11 Dec 2021

Creating a Routing Algorithm for Singapore's Public Transport

Oh dear, how ambitious was I?

Overview

So about 2 years ago, while thinking of a topic for my IB Computer Science project, I came up with a crazy idea to write a simplified Google Maps specifically for Singapore’s public transport system. This was shortly after I competed in the 2019 National Olympiad in Informatics in which I attained a Bronze award. I must’ve been high or something as I decided to try this insane seemingly impossible project as my final graded project. I coded a terribly unoptimized (but still relatively decent) version in Java, pulling off what I thought was entirely impossible.

After my exams, the inevitability of conscription to the Singapore army struck me and I decided that I wouldn’t let my brain rot in the military. Thus, my half drunk brain somehow found the motivation to redevelop the same project from scratch without the front end. I named the project SGRouter

Disclaimer: I assume you already have some knowledge on Dijkstra’s SSSP algorithm and a pretty good knowledge on coding to embark on reading this post which probably leads to insanity.

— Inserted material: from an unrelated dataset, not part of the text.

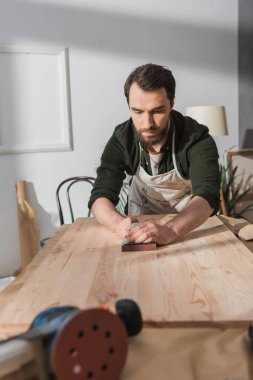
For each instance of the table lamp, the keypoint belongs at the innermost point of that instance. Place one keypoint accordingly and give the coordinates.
(214, 117)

A lot of the same content and more info can be found in the GitHub Wiki. The Wiki also contains how I combined data to create the graph in the form of a SQLite Database.

Background

Initially, I converted my C++ Dijkstra template to Java. This template was adapted from a GeeksForGeeks post which implemented using STL PriorityQueue.

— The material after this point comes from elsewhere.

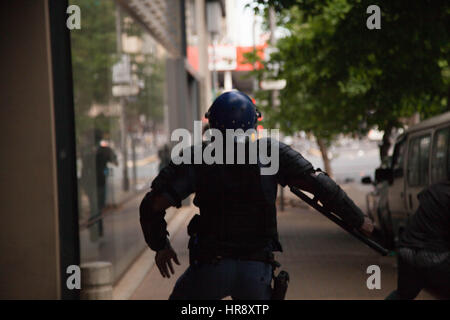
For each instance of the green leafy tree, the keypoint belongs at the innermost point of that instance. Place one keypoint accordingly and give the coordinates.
(344, 78)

#define INF 1e9                  //Infinity
const int sz = 100001;           //Maximum possible number of vertices
vector<pair<int, int>> a[sz];    //Adjacency list
uint64_t dis[sz];                //Stores shortest distance
bool vis[sz] = {0};              //Determines whether the node has been visited or not
void Dijkstra(int source, int n) //Algorithm for SSSP (Source, Num vertices)
{
  for (int i = 0; i < n; i++)
  { //Set initial distances to Infinity
    dis[i] = INF;
    vis[i] = false;
  }
  //Comparator for priority queue
  class prioritize
  {
  public:
    bool operator()(pair<int, uint64_t> &p1, pair<int, uint64_t> &p2)
    {
      return p1.second > p2.second;
    }
  };
  //Priority queue to store vertex,weight pairs
  priority_queue<pair<int, uint64_t>, vector<pair<int, uint64_t>>, prioritize> pq;
  //Pushing the source with distance from itself as 0
  pq.push(make_pair(source, dis[source] = 0));
  while (!pq.empty())
  {
    pair<int, uint64_t> curr = pq.top(); //Current vertex
    pq.pop();
    int cv = curr.first;
    uint64_t cw = curr.second; //'cw' the final dist for vertex
    if (vis[cv])               //If vertex visited, continue
      continue;
    vis[cv] = true;
    //cout << "Adjacent List Size: " << a[cv].size() << endl;
    //Iterating through all adjacent vertices
    for (int i = 0; i < a[cv].size(); i++)
    {
      //If not visited & distance to node through parent < actl distance,
      //Update node
      if (!vis[a[cv][i].first] && a[cv][i].second + cw < dis[a[cv][i].first])
      {
        //Set the new distance and add to priority queue
        pq.push(make_pair(a[cv][i].first, (dis[a[cv][i].first] = a[cv][i].second + cw)));
        //cout << "Set " << a[cv][i].first << " as " << a[cv][i].second+cw << endl;
      }
    }
  }
}

Differences in Problems

The major difference is the fact that it is a K-Shortest path problem. However, there are other variables that need to be considered:

Each node can only be identified by an ID (5-digit numbers for bus stops and 4-digit alphanumeric codes for train stations)
Adjacency list is stored in SQLite database
Different services have to be accounted for

Changes to Dijkstra’s SSSP Algorithm

Due to the above restrictions, the following modifications were made

Adjacency List

Adjacency lists were retrieved using an SQL statement:

SELECT * FROM edge WHERE src=current_node AND service<>previous_service

Visited

The visited array was changed into a HashMap<String,VisitedState>

The VisitedState class stores: int walks, HashSet<String> services. walks counts the number of times “walking” is used to pass through that node, while services ensures each service only passes through the node once. Using a helper bool visited() method, a node is considered visited when:

The sum of distinct public transit services and number of times walked >= 3
The non-walking service passing has already visited the node and, thus, is already added to the services set

End Condition

Since the Dijkstra algorithm explores the shortest path, once the current node is the destination node, the loop may terminate, adding a new route. Once this occurs K=3 times (or if the priority queue is empty), the entire algorithm may return.

K-Shortest and States

As detailed in the K-Shortest pseudo-code on Wikipedia, the entire path of nodes should be stored in the state which is stored in the priority queue. Thus, the priority queue stores instances of the RouteState class which has the following parameters.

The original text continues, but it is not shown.